Part way through picking, Elijah got jealous that everyone else was eating, so I sat down right in the middle of the strawberry field to nurse him. First time nursing him in the baby sling, but it worked out quite well, and he was a happy camper.
For those of you who have never gone berry picking before, I urge you to try it. The extra work of picking totally pays off in the end because you have perfect, sun-ripened produce to bring home rather than whitish, tart, perhaps somewhat bruised fruit you can buy at the store.
We had to stop and get some heavy cream on the way home -- strawberry shortcake tonight!!
Wednesday, June 22, 2005
Since Elijah was born exactly two weeks ago, Grace has stayed with us here and has helped me immeasurably with the little guys. She has taken it upon herself to do housework without being told what to do, cooked, and has pretty much run the household for me while I've rested and gathered strength after the marathon of labor. I cannot thank her enough; she has been a true lifesaver, as well as a great companion to me each day.

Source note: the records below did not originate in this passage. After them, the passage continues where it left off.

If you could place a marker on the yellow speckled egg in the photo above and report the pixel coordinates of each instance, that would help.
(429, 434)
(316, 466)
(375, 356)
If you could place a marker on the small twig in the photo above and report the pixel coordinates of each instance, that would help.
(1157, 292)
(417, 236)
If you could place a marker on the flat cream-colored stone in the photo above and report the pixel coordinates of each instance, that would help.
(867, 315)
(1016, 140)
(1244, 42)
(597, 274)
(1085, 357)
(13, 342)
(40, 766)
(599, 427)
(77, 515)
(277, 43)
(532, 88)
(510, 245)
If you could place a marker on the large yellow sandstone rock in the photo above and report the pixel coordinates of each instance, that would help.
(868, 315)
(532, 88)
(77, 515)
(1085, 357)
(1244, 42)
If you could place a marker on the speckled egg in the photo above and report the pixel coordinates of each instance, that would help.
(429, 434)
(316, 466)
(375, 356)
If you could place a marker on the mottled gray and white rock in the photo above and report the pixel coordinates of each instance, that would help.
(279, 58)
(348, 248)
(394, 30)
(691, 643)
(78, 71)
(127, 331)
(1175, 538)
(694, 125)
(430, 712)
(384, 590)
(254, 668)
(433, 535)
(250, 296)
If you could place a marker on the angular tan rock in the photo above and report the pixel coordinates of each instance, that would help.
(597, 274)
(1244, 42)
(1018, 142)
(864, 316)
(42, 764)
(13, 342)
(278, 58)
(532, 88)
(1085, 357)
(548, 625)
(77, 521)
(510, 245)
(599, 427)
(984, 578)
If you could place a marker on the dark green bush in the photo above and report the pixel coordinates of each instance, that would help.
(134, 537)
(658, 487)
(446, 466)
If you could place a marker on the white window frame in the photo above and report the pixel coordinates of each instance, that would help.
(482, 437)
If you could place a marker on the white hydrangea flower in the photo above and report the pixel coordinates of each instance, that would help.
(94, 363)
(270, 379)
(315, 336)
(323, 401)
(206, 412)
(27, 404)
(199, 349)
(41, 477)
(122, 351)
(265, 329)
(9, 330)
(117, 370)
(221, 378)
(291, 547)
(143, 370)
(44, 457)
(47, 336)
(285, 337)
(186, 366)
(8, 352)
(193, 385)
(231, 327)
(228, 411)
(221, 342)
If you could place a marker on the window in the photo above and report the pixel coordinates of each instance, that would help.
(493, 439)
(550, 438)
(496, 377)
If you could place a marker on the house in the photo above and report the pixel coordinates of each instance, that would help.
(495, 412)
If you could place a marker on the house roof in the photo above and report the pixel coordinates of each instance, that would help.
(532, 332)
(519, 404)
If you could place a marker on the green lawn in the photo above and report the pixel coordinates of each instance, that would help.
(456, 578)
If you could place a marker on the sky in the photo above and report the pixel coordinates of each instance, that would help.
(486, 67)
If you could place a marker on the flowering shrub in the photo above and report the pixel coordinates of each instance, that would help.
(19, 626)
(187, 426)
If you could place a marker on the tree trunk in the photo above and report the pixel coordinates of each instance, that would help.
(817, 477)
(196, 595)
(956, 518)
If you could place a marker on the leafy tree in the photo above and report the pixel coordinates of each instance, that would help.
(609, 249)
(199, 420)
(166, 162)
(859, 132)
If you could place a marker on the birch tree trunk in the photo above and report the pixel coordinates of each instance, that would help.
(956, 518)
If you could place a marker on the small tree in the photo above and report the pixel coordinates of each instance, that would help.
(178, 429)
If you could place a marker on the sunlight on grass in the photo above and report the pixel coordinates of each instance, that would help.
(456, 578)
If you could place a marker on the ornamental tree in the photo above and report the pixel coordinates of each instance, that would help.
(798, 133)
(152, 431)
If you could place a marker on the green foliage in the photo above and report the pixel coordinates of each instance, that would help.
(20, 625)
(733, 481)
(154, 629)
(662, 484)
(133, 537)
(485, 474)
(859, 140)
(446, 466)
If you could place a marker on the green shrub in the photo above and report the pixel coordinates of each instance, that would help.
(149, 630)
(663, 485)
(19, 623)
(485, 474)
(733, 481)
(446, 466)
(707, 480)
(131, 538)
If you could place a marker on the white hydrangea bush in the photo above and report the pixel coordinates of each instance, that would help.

Today Hannah drove up with my mom and Joy, Christopher, Joel and Rachel to pick up Grace and drop off Joy. Joy will be with us for the next week-and-a-half (until the 4th of July weekend). As Greg said yesterday "Grace has pretty much kicked butt the past two weeks, so Joy has pretty big shoes to fill." quite high praise from someone like him. In the few hours since the "nanny swap", Joy has been proving herself to be up for the challenge. Go Joy!
Thank God for little sisters.
Tuesday, June 21, 2005
"It's just weird to think that there are people who rely on boobs to survive", Grace said to me the other day. It is a weird thought if you consider it like that. Elijah, of course, doesn't think it's weird. Andrew thinks it's fascinating, and wonders if he can do it too. Greg's guys at work think it's a little embarrassing (well, especially when they come striding over to see the baby and nearly lift the blanket to "watch him sleep") But really, tiny people all over the globe are relying on breasts to keep them alive. Hmmm.
To read up more on this amazing topic, check out the book that inspired this post, Fresh Milk: The Secret Life Of Breasts by Fiona Giles for unusual real-life accounts, surveys, and even recipes. (Yes, I said recipes. Are you afraid to eat at my house?) =)
Thursday, June 16, 2005
Sunday, June 12, 2005
For the next 24 hours, Andrew didn't really even want look at me. I made it a point to hand Elijah off to someone else whenever I would come downstairs from a nap or something, or anytime Andrew would come into the room. Also, I kept pointing out that this was Andrew's Baby. Eventually, he decided to break the "Mommy-fast", came running over to me shouting "MOMMY!", and hugged me for a long time, even bestowing a kiss.
Since then, he has gotten used to the idea of having a baby around, and seems to be settling in to the role of Big Brother. Yesterday Andrew introduced Elijah to his monster truck collection, and today he showed him a ball. Also, he's asked to hold him a few times now, and is very gentle and tender, which relieves me to no end.
A note of (possible) interest to some: Elijah's umbilical cord stump fell off today, on day 4. This is very early -- usually it happens in 10-14 days. The reason (for those still interested enough to still be reading) is that we had him hooked up to the placenta for about an hour or so after his birth, and then some powdered Golden Seal (a healing, drying herb) was sprinkled on it several times at diaper changes. I'm so glad that I don't have to diaper around it anymore. Also, it's kind of gross, and you have to be so careful that you're not tugging on it while you're waiting for it to fall off, so I'm glad that's all done. =)
Saturday, June 11, 2005
All in all, I must say, I am overjoyed to have Elijah. God gave our family the perfect gift when he chose to bless us with this new little guy. And now Greg and I get the challenge, the opportunity, the thrill, of raising two men! What a privilege, and what an awesome responsibility -- one we do not take lightly. Every day I ask God to make me the very best mother I can be to my children. I know that it's going to be very hard at times, and I may wonder in those moments, on those days, if I can possibly make it through. I know, however, that God has a vested interest in our success. These little guys belong to Him first, and He will ensure that we not only "make it", but that we excel in this career of parenting.
Wednesday, June 08, 2005
Tuesday, June 07, 2005
Frank is still firmly in the tank. As suggested by Sarah Kil, I had a long serious talk with Frank yesterday, but the general sentiment seems to be that the womb is the very greatest place to be.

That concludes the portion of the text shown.